Asset forfeitures arguably constitute due process, but certainly can abridge the immunity from excessive fines.

Thomas recounted that the 14th Amendment was specifically passed to address this very issue of excessive fines that were passed in Southern states as part of the Black Codes.

“For example,” Thomas wrote, “under Mississippi law, adult ‘freedmen, free negroes and mulattoes’ ‘without lawful employment’ faced $50 in fines and 10 days’ imprisonment for vagrancy. … Those convicted had five days to pay or they would be arrested and leased to ‘any person who will, for the shortest period of service, pay said fine and forfeiture and all costs.’ … Members of Congress criticized such laws ‘for selling [black] men into slavery in punishment of crimes of the slightest magnitude.’”

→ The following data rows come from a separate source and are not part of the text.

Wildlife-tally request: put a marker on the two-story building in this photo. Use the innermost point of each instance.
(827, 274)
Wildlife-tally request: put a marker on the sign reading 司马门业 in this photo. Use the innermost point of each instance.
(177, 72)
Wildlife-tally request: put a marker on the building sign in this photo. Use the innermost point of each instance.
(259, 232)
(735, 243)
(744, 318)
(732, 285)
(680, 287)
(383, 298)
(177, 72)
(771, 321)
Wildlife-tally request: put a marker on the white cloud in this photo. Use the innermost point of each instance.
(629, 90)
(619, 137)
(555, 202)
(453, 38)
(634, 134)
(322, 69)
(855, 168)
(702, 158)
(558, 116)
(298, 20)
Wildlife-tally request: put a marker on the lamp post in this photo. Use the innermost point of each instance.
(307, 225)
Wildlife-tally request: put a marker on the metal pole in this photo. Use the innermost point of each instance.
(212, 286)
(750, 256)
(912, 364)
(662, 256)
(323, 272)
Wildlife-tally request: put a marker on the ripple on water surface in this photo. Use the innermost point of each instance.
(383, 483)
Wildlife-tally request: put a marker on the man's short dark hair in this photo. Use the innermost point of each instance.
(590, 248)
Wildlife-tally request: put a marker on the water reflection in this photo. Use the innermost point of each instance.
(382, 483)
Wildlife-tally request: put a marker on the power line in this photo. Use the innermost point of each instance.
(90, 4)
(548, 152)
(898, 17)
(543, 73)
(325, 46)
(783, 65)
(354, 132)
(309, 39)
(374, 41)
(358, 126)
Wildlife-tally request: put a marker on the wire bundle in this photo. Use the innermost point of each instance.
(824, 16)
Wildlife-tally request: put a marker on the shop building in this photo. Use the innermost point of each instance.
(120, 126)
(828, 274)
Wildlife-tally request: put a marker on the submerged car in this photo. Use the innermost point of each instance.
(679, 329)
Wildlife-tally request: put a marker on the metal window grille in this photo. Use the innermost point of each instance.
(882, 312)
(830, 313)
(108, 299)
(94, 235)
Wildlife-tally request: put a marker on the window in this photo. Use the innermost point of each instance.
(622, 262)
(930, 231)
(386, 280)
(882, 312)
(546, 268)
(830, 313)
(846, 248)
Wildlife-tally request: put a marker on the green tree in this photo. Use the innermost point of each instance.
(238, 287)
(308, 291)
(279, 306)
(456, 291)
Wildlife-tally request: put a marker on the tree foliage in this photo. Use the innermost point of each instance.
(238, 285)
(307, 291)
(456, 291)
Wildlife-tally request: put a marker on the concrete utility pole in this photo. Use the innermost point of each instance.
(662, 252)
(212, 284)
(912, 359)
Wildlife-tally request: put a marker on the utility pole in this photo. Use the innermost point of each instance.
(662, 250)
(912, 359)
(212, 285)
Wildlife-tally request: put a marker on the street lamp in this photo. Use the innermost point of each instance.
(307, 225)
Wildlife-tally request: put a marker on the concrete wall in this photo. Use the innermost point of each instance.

Thomas concluded, “The attention given to abusive fines at the time of the Fourteenth Amendment, along with the ubiquity of state excessive-fines provisions, demonstrates that the public continued to understand the prohibition on excessive fines to be a fundamental right of American citizenship.”

This ruling should help curb asset forfeiture abuses that have occurred in Nevada. In 2013 police seized $167,000 from a man driving a motor home through Elko County. A judge later ordered the money returned.

Over a two-year period Humboldt County deputies seized $180,000 in cash from motorists. One deputy was caught on tape telling a tourist, “You’ll burn it up in attorney fees before we give it back to you.”

The U.S. attorney’s office in Las Vegas demanded a local woman forfeit the $76,667 in salary she earned while running an office for her brother, who was later convicted of mortgage fraud. A federal judge called the forfeiture effort an “egregious miscarriage of justice.”

This ruling should put a stop to such abuses.